The 2017 observations by Warner, Stephens and Coley also gave two spin axes of (228.0°, 33.0°) and (46.0°, 45.0°) in ecliptic coordinates (λ, β) and a sidereal period of 16.556100±0.000002 hours.

These results supersede the asteroid's 2016 modeled spin axes and lightcurve with a sidereal period of 16.556100±0.000002 hours based on data from the Uppsala Asteroid Photometric Catalogue, the Palomar Transient Factory survey, and individual observers led by Czech astronomers Josef Hanuš and Josef Ďurech, as well as sparse-in-time photometry from the NOFS, the Catalina Sky Survey, and the La Palma surveys .

=== Diameter and albedo ===

According to the surveys carried out by the NEOWISE mission of NASA's Wide-field Infrared Survey Explorer (WISE), the Infrared Astronomical Satellite IRAS, and the Japanese Akari satellite, Asplinda measures 45.112±0.405, 47.08±6.2 and 48.57±1.51 kilometers in diameter, and its surface has an albedo of 0.045±0.008, 0.0415±0.013 and 0.041±0.003, respectively.

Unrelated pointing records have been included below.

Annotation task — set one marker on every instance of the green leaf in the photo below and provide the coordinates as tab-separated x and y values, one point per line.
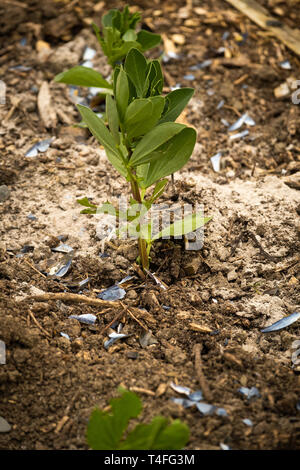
92	208
172	437
158	106
169	158
148	39
102	134
157	435
98	128
83	76
188	224
85	202
142	115
177	101
136	66
108	18
152	140
118	53
144	435
122	93
130	35
112	117
105	430
135	122
158	190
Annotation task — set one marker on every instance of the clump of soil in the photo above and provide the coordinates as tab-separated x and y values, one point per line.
245	277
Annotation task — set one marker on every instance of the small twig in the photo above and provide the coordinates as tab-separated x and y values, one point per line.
199	371
74	298
111	323
38	325
160	283
133	316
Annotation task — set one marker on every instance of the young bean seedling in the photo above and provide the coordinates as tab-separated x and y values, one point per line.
118	35
108	430
144	145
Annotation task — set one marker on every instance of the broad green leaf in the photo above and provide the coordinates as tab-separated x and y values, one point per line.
118	53
130	35
135	122
112	117
102	134
83	76
91	208
148	39
85	202
117	20
152	140
108	17
105	430
158	83
136	66
158	106
158	190
142	115
98	129
187	224
157	435
122	93
144	436
177	101
169	158
101	433
116	162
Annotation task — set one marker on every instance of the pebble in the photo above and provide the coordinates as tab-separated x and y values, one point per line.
175	356
4	193
232	275
192	267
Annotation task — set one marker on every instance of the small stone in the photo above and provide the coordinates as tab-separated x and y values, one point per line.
132	295
72	328
178	39
282	91
121	262
63	342
193	266
77	344
232	275
4	425
132	355
175	356
4	193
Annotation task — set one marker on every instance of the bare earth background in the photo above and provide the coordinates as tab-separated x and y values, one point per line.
245	277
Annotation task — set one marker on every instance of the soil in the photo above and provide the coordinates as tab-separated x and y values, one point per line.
245	277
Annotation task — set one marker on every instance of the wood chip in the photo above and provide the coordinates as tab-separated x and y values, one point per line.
161	389
260	16
200	328
142	390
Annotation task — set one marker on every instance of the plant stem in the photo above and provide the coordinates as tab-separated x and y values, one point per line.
141	241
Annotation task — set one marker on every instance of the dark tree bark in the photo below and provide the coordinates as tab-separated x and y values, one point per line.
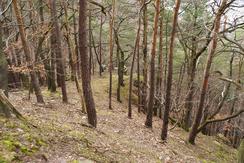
3	74
57	50
170	73
132	68
86	81
212	48
100	44
145	57
28	55
148	122
111	47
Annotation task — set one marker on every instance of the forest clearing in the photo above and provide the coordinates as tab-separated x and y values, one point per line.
61	134
122	81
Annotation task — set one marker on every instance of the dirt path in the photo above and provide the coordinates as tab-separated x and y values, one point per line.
116	138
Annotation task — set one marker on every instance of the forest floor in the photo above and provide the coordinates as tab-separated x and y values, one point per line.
59	133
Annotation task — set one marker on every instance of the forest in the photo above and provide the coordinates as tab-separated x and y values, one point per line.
85	81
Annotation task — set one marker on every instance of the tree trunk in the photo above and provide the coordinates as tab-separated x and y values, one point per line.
28	55
57	50
212	48
3	74
132	68
170	73
145	57
148	122
86	81
111	45
241	152
100	45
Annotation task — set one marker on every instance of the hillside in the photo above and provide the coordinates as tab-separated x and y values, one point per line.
57	132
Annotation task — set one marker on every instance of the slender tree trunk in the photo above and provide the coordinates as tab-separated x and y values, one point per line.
132	68
90	42
77	62
3	74
57	50
138	73
28	54
212	48
100	44
160	64
145	57
148	122
111	45
86	80
189	98
170	73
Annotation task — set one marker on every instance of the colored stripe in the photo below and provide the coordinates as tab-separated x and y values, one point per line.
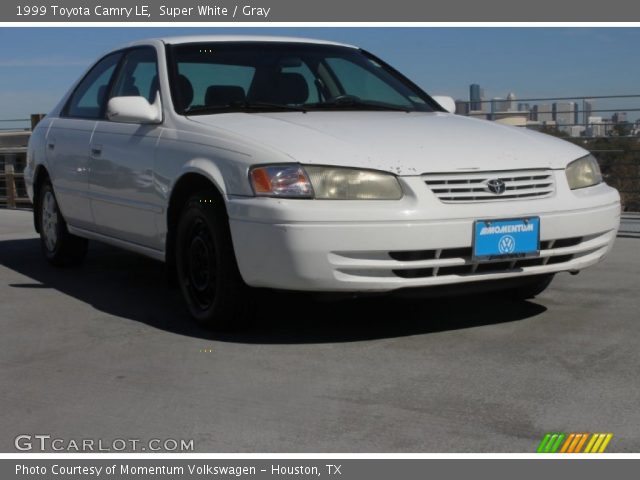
574	443
596	445
551	443
606	441
543	443
581	443
556	445
593	439
567	442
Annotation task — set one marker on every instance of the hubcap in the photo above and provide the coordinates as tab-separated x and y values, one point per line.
49	222
200	265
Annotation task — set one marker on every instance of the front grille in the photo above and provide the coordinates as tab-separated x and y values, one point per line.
472	186
444	262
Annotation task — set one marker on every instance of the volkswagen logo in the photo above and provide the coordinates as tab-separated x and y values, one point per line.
496	186
506	244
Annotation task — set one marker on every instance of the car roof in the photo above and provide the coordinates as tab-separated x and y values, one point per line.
235	38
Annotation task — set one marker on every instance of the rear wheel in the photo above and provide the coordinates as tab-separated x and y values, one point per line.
60	247
532	287
207	271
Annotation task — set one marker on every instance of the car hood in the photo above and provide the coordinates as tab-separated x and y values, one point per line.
398	142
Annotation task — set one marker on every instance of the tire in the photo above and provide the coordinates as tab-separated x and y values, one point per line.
206	267
533	287
59	247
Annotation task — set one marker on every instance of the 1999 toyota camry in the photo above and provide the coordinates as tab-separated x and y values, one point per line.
305	165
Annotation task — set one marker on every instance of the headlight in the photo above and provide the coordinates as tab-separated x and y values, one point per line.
324	183
280	181
583	172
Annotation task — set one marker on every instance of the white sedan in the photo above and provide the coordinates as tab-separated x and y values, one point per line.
307	165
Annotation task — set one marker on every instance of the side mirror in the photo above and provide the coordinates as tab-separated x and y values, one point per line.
447	103
134	110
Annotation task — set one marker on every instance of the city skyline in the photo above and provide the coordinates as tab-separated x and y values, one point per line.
533	62
571	116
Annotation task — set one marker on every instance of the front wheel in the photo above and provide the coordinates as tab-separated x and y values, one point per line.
60	247
208	275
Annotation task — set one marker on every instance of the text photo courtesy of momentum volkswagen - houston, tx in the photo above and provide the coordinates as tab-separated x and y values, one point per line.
316	240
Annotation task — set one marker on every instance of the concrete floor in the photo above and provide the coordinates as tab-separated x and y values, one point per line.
107	351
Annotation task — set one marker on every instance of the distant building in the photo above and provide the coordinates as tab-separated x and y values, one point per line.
543	113
587	109
564	113
476	96
619	117
462	107
595	127
498	105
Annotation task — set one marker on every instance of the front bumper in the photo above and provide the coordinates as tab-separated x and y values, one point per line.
335	246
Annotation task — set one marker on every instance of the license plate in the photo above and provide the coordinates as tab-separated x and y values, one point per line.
513	238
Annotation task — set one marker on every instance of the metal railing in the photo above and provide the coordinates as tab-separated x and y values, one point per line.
619	158
13	192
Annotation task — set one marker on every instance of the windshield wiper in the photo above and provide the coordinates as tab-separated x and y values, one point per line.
242	106
355	103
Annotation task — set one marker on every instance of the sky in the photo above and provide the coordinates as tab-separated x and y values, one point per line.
37	65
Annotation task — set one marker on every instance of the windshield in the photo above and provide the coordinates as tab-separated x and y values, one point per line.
220	77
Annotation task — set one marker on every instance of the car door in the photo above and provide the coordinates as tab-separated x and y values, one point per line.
69	138
123	194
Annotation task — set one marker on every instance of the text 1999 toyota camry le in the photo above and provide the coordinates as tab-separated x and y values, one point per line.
305	165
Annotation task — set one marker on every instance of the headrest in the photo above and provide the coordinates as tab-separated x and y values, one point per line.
185	90
223	95
291	88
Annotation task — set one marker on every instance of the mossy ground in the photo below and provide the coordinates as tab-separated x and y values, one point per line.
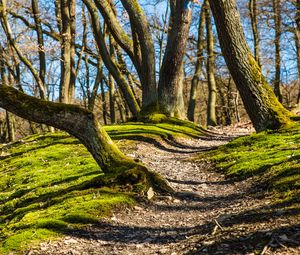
48	183
42	191
159	126
273	157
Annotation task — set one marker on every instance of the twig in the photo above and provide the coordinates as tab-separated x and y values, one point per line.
219	225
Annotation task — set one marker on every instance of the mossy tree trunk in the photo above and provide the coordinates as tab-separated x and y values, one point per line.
261	104
83	124
77	121
210	67
170	94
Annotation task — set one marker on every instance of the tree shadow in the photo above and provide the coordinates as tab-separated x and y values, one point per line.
269	225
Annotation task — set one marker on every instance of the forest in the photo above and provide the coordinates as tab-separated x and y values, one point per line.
149	127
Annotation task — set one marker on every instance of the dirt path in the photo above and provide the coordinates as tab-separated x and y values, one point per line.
208	214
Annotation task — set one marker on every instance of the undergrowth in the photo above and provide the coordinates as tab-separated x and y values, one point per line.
273	157
48	184
42	194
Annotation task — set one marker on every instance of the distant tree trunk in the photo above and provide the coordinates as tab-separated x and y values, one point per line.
103	99
198	67
297	38
278	31
9	34
75	120
112	99
170	94
110	62
211	81
259	100
40	38
67	81
111	85
254	26
10	125
147	71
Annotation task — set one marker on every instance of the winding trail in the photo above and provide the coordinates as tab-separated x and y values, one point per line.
207	215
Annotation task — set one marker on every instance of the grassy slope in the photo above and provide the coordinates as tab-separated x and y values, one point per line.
274	157
44	189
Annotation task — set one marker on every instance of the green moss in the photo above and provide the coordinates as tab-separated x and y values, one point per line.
272	156
279	117
163	128
50	184
48	187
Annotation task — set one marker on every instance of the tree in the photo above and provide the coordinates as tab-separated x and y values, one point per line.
210	67
259	100
82	124
166	95
254	26
278	31
198	66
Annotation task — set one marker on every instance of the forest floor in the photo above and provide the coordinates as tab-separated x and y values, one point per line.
208	214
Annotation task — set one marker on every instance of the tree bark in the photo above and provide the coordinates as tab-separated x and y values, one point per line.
278	31
210	67
67	80
109	62
259	100
254	26
40	38
170	95
139	24
77	121
25	61
297	41
198	67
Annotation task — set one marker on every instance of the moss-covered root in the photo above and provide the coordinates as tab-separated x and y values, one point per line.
140	179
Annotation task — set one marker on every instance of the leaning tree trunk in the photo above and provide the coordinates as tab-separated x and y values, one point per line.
170	95
259	100
77	121
83	124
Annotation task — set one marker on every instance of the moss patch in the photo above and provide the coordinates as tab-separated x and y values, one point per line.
50	185
162	128
272	156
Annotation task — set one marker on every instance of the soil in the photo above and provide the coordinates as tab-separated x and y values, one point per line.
208	214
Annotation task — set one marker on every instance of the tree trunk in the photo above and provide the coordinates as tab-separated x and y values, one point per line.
210	66
198	67
139	24
170	94
254	26
110	62
297	38
278	31
10	126
67	80
77	121
259	100
40	38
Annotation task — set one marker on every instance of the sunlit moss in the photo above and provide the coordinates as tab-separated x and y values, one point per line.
274	156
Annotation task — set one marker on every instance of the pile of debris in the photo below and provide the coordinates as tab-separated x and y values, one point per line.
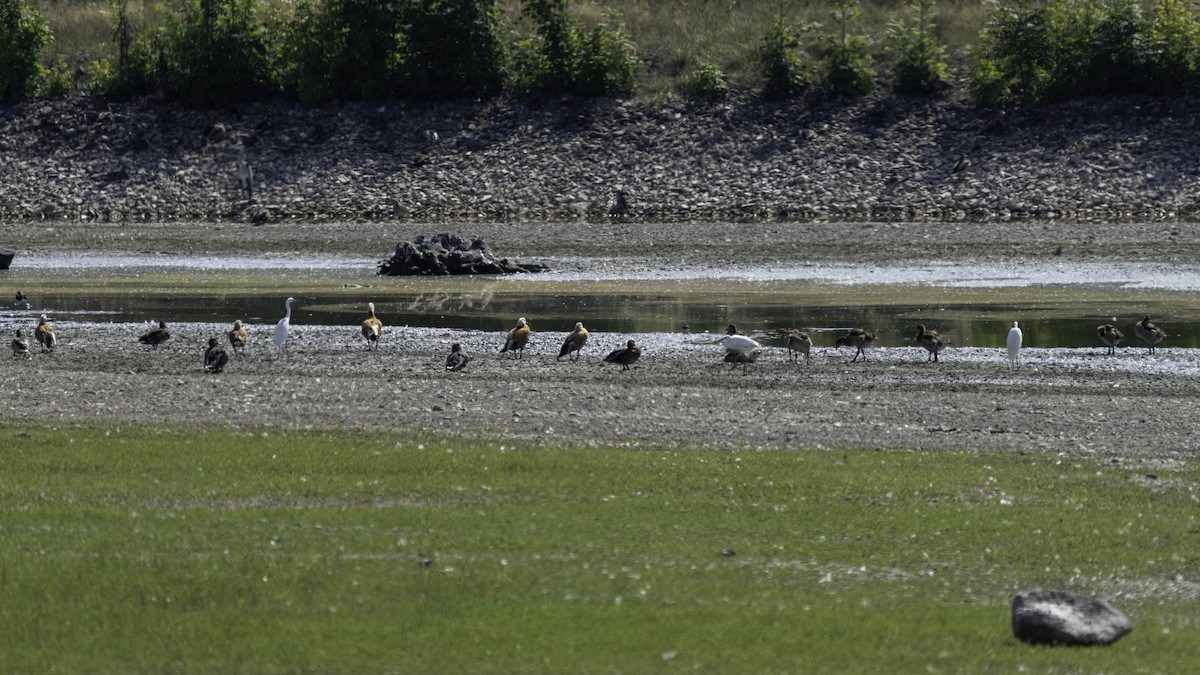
447	254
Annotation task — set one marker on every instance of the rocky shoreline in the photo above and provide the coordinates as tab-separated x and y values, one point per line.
84	160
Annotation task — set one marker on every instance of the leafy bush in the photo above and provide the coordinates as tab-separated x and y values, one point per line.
23	34
847	66
707	82
919	67
219	53
565	58
453	48
343	49
784	72
1175	47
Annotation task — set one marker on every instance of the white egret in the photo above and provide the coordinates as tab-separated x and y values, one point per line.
281	328
1014	342
1149	333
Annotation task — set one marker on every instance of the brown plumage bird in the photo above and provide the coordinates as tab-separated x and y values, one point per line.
931	341
457	358
19	345
156	336
1149	333
239	338
215	357
858	339
46	335
574	341
797	342
625	357
1110	335
372	328
519	338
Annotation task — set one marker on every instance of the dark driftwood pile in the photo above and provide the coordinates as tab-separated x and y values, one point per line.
447	254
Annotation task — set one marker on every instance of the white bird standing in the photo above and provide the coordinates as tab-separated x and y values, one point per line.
1014	342
281	328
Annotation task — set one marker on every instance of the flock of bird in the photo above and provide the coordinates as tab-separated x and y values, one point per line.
739	348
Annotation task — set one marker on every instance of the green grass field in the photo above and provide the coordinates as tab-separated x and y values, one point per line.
132	549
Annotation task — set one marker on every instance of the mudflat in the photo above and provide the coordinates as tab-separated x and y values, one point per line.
1132	406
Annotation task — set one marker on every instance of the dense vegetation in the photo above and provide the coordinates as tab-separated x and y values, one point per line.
211	52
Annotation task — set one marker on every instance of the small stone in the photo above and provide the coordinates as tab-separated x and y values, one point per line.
1060	617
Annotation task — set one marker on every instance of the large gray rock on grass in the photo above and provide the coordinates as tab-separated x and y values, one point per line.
1060	617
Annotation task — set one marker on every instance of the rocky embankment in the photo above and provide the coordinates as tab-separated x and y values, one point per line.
81	159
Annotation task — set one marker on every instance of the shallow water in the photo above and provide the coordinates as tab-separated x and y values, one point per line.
1057	303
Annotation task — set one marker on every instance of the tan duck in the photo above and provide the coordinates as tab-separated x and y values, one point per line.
239	338
457	358
215	357
797	342
574	341
372	328
1110	335
858	339
45	334
931	341
156	336
1149	333
19	345
517	338
625	357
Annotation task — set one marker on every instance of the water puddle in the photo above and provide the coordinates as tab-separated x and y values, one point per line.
1059	304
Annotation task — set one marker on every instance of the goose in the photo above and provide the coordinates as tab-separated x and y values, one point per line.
457	358
574	341
1110	335
156	336
931	340
797	342
239	338
858	339
625	357
1149	333
517	338
45	334
283	326
215	357
19	345
1014	342
372	327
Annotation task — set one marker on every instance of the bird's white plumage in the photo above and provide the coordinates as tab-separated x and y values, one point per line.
1014	342
281	328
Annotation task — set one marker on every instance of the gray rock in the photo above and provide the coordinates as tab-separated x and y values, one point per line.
1060	617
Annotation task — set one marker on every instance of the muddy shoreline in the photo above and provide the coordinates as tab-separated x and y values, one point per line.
1131	406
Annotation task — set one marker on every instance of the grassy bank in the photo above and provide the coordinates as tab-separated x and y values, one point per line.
145	549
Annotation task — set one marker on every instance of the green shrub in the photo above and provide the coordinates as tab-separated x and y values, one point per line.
1175	47
707	83
219	53
453	48
343	49
919	66
23	34
847	66
784	71
565	58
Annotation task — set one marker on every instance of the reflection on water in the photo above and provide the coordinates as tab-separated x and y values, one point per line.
766	315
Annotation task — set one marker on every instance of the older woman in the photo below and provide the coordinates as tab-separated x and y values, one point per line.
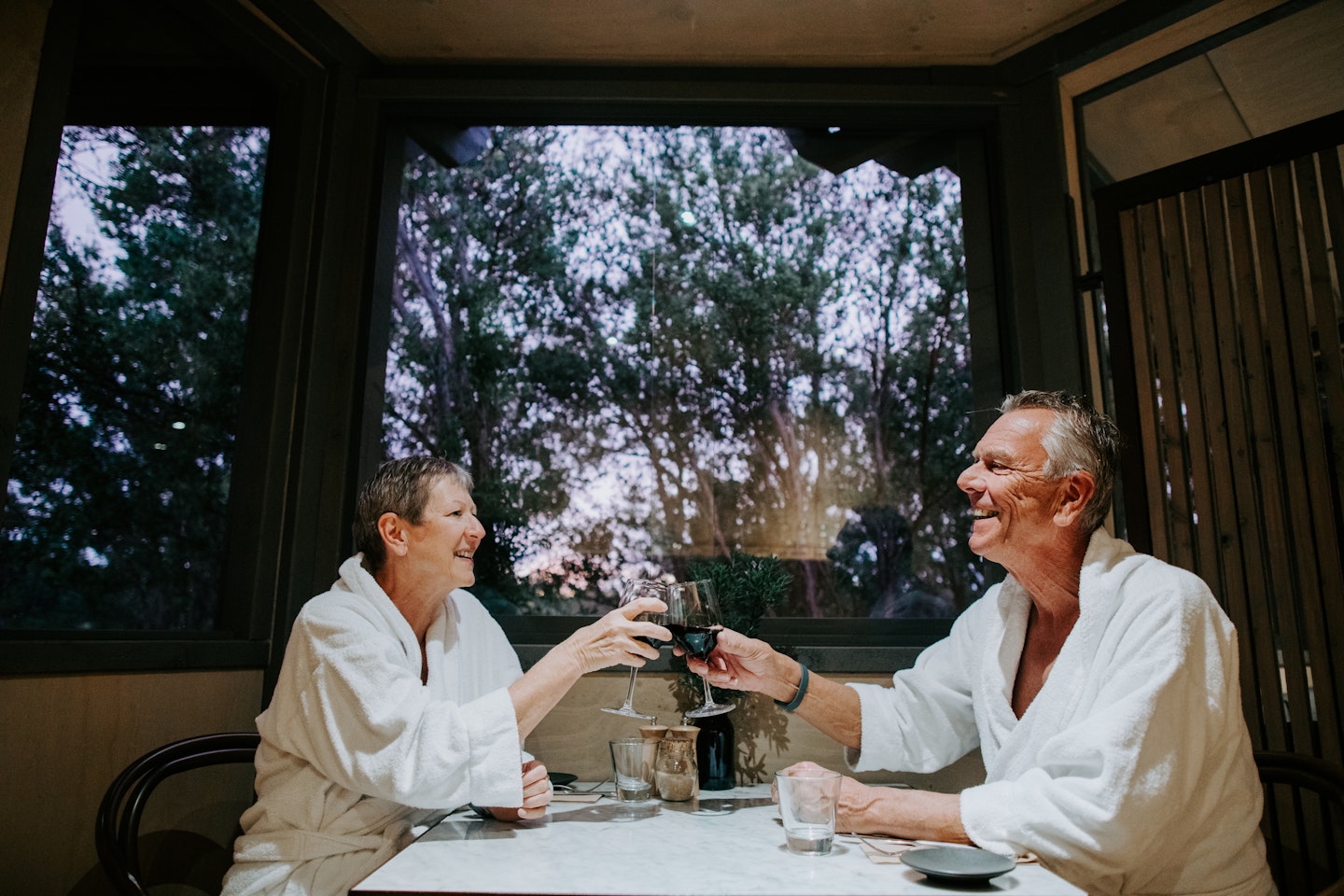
399	696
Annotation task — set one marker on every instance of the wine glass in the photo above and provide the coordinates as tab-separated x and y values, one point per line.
695	623
638	589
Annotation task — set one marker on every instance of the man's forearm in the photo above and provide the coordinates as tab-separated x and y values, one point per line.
828	706
917	814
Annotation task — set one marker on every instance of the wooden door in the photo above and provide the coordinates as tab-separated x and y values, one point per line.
1222	289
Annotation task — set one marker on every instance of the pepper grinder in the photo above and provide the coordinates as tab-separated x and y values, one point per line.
655	733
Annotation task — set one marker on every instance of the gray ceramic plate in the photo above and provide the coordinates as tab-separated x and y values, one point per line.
956	862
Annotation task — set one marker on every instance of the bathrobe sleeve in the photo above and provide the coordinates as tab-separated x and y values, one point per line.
357	711
1148	764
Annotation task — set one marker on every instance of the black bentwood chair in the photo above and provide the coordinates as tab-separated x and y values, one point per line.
118	826
1303	822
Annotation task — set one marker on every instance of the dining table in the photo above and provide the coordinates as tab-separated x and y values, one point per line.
723	843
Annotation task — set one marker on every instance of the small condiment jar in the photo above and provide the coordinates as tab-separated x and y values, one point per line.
675	770
653	733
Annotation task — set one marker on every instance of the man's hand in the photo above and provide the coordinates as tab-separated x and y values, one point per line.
739	663
537	794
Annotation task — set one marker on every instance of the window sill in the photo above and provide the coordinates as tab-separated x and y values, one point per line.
50	653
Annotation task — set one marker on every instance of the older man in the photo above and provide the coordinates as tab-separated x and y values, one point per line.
1099	685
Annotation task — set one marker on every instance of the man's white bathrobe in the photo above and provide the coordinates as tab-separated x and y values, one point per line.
355	751
1130	771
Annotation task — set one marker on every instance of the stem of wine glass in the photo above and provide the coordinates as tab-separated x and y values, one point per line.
708	697
629	692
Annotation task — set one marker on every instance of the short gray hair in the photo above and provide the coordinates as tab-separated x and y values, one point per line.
1082	438
399	486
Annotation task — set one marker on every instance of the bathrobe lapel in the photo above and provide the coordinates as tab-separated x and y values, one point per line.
1011	745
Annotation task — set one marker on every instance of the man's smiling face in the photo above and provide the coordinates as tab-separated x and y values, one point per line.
1011	498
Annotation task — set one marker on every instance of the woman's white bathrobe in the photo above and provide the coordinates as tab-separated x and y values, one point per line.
355	751
1130	771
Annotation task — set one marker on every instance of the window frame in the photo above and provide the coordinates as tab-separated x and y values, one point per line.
522	95
259	81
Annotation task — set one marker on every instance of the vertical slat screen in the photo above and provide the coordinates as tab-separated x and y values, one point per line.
1234	309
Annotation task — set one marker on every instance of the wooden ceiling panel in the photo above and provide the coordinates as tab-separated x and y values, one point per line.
707	33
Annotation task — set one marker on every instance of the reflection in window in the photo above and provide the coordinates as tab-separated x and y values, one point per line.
657	345
116	505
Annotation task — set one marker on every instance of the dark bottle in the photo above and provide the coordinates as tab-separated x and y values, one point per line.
715	752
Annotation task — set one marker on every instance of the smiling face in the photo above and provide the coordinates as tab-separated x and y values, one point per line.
1013	501
445	540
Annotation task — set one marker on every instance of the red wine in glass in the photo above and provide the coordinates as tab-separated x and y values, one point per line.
695	623
696	641
638	589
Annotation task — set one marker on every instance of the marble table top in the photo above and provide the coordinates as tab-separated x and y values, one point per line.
727	843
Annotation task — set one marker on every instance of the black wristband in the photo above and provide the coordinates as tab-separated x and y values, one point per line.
797	699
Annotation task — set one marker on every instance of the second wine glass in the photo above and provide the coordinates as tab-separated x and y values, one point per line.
638	589
695	623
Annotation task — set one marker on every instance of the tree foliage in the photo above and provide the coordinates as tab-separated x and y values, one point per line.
657	345
116	505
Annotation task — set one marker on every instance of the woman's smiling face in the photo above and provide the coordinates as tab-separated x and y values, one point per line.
448	534
1013	501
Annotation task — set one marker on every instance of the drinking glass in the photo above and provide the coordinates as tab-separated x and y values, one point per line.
635	590
695	623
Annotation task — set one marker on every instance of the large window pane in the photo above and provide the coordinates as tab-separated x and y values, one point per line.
119	486
656	345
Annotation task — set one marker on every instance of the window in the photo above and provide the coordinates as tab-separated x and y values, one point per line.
119	480
653	345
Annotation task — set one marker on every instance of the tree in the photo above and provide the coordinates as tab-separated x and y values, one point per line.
683	342
118	500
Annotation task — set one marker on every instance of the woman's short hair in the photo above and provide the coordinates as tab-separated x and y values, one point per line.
399	486
1082	438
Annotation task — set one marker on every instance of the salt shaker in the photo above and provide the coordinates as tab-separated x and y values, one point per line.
655	733
675	770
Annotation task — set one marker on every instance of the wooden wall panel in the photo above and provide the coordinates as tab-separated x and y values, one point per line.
1233	293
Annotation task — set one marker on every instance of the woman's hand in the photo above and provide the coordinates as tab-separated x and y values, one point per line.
537	794
611	639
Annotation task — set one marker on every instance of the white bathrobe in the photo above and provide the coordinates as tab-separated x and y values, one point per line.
355	751
1130	771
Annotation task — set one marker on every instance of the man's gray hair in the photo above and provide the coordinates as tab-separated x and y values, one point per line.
399	486
1082	438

Another published measurement by the WISE team also gives a mean-diameters of 45.117±0.091 km with corresponding albedo of 0.045±0.005. The Collaborative Asteroid Lightcurve Link adopts the results from IRAS, that is, an albedo of 0.0415 and a diameter of 47.08 km based on an absolute magnitude of 10.71. An asteroid occultation on 15 August 2006, gave a best-fit ellipse dimension of 47.0 × 47.0 kilometers. These timed observations are taken when the asteroid passes in front of a distant star. However the quality of the measurement is poorly rated.